环境准备
机名 | IP地址 | 角色 |
etx1 | 192.168.0.81 | 管理节点 |
etx2 | 192.168.0.82 | 计算节点 |
etx3 | 192.168.0.83 | 计算节点 |
准备3台服务器用于管理节点和计算节点,
环境准备:配置,epel yum ,/etc/hosts, 共享目录nfs(共享路径/eda,用于安装lsf数据) ,关闭selinux, firewalld,配置sssd加域同步账户等,配置-略
安装包说明
上传安装包:
依次是:
lsf10.1_linux2.6-glibc2.3-x86_64-520099.tar.Z 安装文件,不需要解压
lsf10.1_linux2.6-glibc2.3-x86_64-529611.tar.Z 安装文件,不需要解压
lsf10.1_linux2.6-glibc2.3-x86_64.tar.Z 安装文件,不需要解压
lsf10.1_lsfinstall_linux_x86_64.tar.Z 主安装包文件
platform_lsf_std_entitlement.dat license文件
开始安装
解压文件
tar -zxvf lsf10.1_lsfinstall_linux_x86_64.tar.Z
设置安装环境, 编辑install.config文件
LSF_TOP=”/eda/ibm/”
LSF_ADMINS=”lsfadmin”
LSF_CLUSTER_NAME=”xxxxcluster1″
LSF_MASTER_LIST=”etx1″
LSF_ENTITLEMENT_FILE=”/eda/lsf_10.1_529611/platform_lsf_std_entitlement.dat”
CONFIGURATION_TEMPLATE =”HIGH_THROUGHPUT”
LSF_TARDIR=”/eda/lsf_10.1_529611″
LSF_ADD_SERVERS=”etx2 etx3″
【配置文件参数解释】
LSF_TOP : 设置安装路径。
LSF_ADMINS : 设置管理员账号,当前设置为我自己的账号,但是企业中建议创建一个公用的管理员账号 lsfadmin。
LSF_CLUSTER_NAME : 集群名称。
LSF_MASTER_LIST :master 机器列表,如果有多台机器,建议至少设置两台 master,作为冗余备份。
LSF_TARDIR : 安装文件解压缩路径。

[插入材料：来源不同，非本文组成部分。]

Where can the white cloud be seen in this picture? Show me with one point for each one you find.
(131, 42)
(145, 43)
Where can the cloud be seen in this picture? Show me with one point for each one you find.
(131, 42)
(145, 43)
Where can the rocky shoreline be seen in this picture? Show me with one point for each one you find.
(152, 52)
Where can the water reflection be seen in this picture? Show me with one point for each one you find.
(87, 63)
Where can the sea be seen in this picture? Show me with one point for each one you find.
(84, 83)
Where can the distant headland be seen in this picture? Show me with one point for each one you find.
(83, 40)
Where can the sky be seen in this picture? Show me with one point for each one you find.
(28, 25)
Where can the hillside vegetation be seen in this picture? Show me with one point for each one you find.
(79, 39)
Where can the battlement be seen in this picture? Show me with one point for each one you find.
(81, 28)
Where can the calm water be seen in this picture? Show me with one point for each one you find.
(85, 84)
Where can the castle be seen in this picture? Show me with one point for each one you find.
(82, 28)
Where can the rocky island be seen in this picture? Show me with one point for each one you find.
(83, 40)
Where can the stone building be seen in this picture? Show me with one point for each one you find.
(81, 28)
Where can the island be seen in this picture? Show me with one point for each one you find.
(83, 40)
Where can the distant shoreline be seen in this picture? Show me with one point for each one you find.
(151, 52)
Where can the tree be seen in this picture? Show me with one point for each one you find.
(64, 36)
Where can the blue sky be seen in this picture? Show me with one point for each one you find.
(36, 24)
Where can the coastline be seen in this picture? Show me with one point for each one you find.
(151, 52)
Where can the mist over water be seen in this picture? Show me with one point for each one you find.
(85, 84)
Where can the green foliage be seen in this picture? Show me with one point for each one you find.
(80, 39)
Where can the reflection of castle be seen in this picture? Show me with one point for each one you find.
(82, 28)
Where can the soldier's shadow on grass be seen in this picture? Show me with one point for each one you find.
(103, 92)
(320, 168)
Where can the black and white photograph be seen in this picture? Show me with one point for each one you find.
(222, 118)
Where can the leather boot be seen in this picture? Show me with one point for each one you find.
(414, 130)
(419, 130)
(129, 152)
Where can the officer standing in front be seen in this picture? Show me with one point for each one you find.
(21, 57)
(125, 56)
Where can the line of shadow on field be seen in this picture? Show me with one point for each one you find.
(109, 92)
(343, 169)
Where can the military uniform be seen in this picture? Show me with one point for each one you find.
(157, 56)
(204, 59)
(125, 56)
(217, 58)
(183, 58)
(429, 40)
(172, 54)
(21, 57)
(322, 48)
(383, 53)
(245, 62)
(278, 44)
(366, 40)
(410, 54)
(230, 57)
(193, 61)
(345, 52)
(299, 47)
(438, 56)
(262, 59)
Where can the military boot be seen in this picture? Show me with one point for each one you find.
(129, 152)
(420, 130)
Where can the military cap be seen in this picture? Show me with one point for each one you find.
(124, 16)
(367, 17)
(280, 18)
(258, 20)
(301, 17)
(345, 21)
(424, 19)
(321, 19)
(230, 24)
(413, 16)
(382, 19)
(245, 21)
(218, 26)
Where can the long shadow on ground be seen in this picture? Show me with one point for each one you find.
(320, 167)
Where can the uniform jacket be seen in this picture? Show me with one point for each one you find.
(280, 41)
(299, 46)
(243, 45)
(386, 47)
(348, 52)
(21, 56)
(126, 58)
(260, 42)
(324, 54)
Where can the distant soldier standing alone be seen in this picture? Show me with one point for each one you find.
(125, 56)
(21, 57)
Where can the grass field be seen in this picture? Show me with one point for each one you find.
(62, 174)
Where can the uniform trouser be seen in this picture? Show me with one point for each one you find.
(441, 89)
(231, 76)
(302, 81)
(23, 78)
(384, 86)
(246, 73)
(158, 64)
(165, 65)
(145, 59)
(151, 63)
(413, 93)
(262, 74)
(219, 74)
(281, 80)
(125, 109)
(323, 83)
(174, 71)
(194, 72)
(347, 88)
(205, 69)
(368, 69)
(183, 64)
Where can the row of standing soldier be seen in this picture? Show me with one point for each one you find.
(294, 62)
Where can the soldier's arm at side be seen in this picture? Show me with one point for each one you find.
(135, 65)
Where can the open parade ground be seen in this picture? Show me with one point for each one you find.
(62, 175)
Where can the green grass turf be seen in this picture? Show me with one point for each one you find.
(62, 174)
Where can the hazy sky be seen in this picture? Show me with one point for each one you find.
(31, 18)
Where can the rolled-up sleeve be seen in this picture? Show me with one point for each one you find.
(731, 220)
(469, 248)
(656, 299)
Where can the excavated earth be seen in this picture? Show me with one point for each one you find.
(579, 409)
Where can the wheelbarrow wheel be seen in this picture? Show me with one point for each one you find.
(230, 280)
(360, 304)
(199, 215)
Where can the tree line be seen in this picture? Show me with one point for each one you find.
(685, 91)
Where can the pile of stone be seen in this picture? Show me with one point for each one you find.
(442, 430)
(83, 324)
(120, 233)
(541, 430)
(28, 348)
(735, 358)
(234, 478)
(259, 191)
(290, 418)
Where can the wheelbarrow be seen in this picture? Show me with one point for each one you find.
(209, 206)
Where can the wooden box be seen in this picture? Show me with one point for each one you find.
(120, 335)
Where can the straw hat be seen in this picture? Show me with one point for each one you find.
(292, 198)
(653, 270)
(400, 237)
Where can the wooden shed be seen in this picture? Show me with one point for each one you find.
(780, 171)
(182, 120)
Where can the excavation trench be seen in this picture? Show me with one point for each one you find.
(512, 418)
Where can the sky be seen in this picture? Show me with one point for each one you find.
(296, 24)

( 需要填写“lsf10.1_linux2.6-glibc2.3-x86_64.tar.Z”和“llsf10.1_lsfinstall_linux_x86_64.tar”所在的目录,否则会报错No valid LSF distribution file(s) (.tar.Z or .tar.gz) is found in “/opt/lsf/tardir”.)
CONFIGURATION_TEMPLATE :配置模式,如果是 IC 应用场景,建议设置为 HIGH_THROUGHPUT 高性能模式。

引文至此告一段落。